Ia juga mengimbau warga agar senantiasa meningkatkan kewaspadaan dan tidak melakukan aktivitas yang berpotensi memicu kebakaran, terutama di tengah kondisi cuaca ekstrem yang rentan memperluas sebaran titik api.
“Terima kasih kepada seluruh petugas yang sudah bekerja keras di lapangan. Kita pastikan penanganan berjalan dan terus melakukan koordinasi agar karhutla ini dapat segera dikendalikan,” ujarnya.

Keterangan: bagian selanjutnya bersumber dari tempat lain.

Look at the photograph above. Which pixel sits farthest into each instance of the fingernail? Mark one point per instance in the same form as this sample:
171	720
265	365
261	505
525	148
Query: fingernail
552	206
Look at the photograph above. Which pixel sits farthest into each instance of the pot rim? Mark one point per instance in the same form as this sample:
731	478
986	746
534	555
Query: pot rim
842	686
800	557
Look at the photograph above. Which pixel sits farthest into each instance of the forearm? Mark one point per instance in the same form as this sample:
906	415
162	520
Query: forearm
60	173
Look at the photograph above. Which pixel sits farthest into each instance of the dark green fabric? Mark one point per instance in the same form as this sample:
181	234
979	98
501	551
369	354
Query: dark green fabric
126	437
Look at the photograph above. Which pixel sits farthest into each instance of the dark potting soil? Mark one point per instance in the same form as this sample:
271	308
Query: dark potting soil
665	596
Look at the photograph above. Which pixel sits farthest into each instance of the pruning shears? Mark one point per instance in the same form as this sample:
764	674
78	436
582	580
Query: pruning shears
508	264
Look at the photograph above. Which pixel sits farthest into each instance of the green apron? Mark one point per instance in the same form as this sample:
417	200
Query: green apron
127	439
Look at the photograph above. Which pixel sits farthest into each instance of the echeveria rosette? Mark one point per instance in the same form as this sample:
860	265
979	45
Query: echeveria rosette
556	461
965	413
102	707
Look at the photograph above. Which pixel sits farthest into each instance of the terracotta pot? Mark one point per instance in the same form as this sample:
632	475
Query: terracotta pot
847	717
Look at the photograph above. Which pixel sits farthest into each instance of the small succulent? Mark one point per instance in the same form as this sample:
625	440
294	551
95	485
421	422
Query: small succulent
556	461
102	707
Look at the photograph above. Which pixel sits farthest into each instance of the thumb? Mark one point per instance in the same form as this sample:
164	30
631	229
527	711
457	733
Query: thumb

Pemerintah Kabupaten Ketapang terus menegaskan komitmennya untuk memperkuat strategi pencegahan dan penanggulangan karhutla secara komprehensif. Langkah ini ditempuh melalui penguatan koordinasi lintas sektor, peningkatan kesiapsiagaan armada, serta pemberian dukungan operasional berkelanjutan bagi personel di lapangan.
Melalui respons cepat dan kolaborasi terpadu ini, Pemkab Ketapang berharap proses pemadaman titik api dapat diakselerasi guna mencegah perluasan dampak kebakaran yang berpotensi mengganggu kesehatan masyarakat serta kelestarian lingkungan.